Submitted to: Soil and Water Conservation Society
Publication Type: Abstract Only
Publication Acceptance Date: 6/20/2003
Publication Date: 6/20/2003
Citation: Sharratt, B.S., Saxton, K.E., Schillinger, W.F. 2003. Overview of the Columbia Plateau Air Quality Project. Soil & Water Conservation Society Annual Meeting. Abstract.

Interpretive Summary:

Technical Abstract: The amendments to the Clean Air Act in 1990 required the US Environmental Protection Agency (EPA) to promulgate the National Ambient Air Quality Standards. Several locations within the Columbia Plateau failed to meet the PM10 standard.
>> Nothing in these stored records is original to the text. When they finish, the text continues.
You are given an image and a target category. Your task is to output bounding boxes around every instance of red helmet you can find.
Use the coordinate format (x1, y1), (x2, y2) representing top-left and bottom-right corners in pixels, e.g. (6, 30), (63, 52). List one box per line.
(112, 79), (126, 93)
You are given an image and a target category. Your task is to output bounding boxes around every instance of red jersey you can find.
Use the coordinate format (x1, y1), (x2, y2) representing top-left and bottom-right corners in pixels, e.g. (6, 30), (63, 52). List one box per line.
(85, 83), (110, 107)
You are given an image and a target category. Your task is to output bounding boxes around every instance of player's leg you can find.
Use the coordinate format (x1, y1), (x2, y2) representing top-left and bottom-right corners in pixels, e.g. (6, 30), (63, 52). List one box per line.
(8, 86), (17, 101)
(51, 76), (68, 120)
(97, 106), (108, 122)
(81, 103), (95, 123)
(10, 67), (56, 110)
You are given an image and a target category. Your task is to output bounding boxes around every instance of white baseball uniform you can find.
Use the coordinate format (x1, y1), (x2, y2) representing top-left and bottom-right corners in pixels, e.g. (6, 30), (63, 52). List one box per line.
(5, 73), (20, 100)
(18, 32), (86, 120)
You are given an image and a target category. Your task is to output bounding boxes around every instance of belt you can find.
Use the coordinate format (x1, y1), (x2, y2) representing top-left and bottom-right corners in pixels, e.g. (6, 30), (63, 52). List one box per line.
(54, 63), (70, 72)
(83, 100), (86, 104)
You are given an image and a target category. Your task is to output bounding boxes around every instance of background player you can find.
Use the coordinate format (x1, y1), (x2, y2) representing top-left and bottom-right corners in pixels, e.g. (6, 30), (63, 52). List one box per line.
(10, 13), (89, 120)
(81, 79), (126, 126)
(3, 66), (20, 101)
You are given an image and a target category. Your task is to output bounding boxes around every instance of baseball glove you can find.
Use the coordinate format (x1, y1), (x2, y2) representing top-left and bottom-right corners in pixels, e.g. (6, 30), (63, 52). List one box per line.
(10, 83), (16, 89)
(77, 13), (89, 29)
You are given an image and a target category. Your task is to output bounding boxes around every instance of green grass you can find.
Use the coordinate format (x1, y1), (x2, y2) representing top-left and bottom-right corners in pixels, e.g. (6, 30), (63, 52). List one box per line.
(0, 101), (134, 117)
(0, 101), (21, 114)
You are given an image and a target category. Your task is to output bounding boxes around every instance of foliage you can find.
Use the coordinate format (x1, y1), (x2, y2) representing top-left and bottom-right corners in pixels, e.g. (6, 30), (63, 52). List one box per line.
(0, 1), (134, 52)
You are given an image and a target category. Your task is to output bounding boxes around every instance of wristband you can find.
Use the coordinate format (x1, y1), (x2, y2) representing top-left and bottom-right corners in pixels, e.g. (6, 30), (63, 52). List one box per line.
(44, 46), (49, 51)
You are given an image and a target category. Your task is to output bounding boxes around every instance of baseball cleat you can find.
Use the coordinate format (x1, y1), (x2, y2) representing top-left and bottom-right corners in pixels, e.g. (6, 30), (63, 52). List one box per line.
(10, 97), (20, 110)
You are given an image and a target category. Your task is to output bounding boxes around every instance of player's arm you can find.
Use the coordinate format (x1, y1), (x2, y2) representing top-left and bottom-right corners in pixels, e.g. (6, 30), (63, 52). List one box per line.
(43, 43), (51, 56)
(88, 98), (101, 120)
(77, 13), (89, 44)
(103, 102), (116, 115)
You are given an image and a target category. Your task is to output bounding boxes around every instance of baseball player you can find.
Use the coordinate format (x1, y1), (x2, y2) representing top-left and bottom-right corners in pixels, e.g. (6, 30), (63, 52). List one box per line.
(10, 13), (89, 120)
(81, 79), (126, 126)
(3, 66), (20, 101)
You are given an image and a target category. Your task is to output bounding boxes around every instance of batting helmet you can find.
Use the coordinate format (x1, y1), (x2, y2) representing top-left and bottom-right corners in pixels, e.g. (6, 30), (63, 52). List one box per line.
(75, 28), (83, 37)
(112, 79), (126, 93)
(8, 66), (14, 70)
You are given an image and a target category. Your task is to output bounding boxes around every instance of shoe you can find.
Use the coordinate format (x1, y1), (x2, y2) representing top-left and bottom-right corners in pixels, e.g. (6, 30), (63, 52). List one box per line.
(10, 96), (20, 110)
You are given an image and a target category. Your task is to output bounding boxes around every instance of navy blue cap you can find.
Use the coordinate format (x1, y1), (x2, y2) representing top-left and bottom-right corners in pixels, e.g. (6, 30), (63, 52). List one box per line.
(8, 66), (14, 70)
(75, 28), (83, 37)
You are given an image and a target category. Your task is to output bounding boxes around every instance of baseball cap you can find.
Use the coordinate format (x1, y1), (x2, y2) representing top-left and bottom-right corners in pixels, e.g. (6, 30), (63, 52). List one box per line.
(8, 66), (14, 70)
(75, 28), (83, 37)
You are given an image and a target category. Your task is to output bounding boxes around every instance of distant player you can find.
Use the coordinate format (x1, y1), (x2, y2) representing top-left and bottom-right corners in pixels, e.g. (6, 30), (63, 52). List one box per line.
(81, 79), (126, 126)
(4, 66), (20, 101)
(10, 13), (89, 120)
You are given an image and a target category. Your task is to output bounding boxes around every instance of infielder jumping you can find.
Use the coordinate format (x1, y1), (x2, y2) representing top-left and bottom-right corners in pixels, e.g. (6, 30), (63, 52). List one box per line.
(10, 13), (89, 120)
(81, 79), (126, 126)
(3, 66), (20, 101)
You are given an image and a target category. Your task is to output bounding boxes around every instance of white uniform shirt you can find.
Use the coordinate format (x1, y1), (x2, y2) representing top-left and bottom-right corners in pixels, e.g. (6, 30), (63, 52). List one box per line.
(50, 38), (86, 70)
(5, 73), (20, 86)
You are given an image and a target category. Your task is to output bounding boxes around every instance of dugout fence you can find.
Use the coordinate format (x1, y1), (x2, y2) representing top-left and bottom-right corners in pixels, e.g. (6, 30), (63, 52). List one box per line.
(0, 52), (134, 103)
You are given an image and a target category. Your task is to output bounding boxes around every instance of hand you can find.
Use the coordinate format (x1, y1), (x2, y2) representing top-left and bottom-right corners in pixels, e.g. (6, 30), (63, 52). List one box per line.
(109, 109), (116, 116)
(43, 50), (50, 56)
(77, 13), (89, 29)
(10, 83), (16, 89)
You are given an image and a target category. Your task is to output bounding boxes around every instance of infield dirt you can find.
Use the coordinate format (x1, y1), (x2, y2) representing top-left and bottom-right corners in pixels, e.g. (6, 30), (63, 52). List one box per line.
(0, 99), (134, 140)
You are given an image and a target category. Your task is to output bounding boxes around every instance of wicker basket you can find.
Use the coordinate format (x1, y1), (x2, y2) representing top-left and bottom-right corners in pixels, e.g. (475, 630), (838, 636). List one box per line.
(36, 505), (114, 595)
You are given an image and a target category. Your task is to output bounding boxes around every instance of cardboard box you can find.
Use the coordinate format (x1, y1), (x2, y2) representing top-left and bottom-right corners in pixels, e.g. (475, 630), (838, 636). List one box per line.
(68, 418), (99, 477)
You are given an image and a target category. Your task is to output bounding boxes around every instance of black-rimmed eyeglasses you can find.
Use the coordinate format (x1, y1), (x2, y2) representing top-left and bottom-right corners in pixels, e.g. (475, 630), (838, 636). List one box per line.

Agriculture was thought to be a major contributor to nonattainment of this standard, thus federal and state regulatory and research agencies began working together in 1991 to identify the contribution of agriculture to PM10 and develop land management control strategies. Little was known concerning the magnitude of emissions and control methods to reduce emissions from agricultural soils when formal meetings among scientists in the Pacific Northwest began in 1992. A research plan with eight broad objectives was developed to provide a physical understanding of PM10 emissions from soils and identify potential control strategies. The plan, or the Columbia Plateau Wind Erosion / Air Quality Project, was funded by the EPA and Washington State Department of Ecology in 1993. Since then, the plan has broadened to 11 objectives and subsequent funding has been provided by a special grant through USDA-CSREES. About 15 proposals are funded each year that enhance the understanding and control of PM10 emissions and that promote outreach educational programs within the Columbia Plateau. The Columbia Plateau Wind Erosion / Air Quality Project has produced voluminous information contained in more than 10 books or book chapters and more than 50 peer-reviewed journal articles.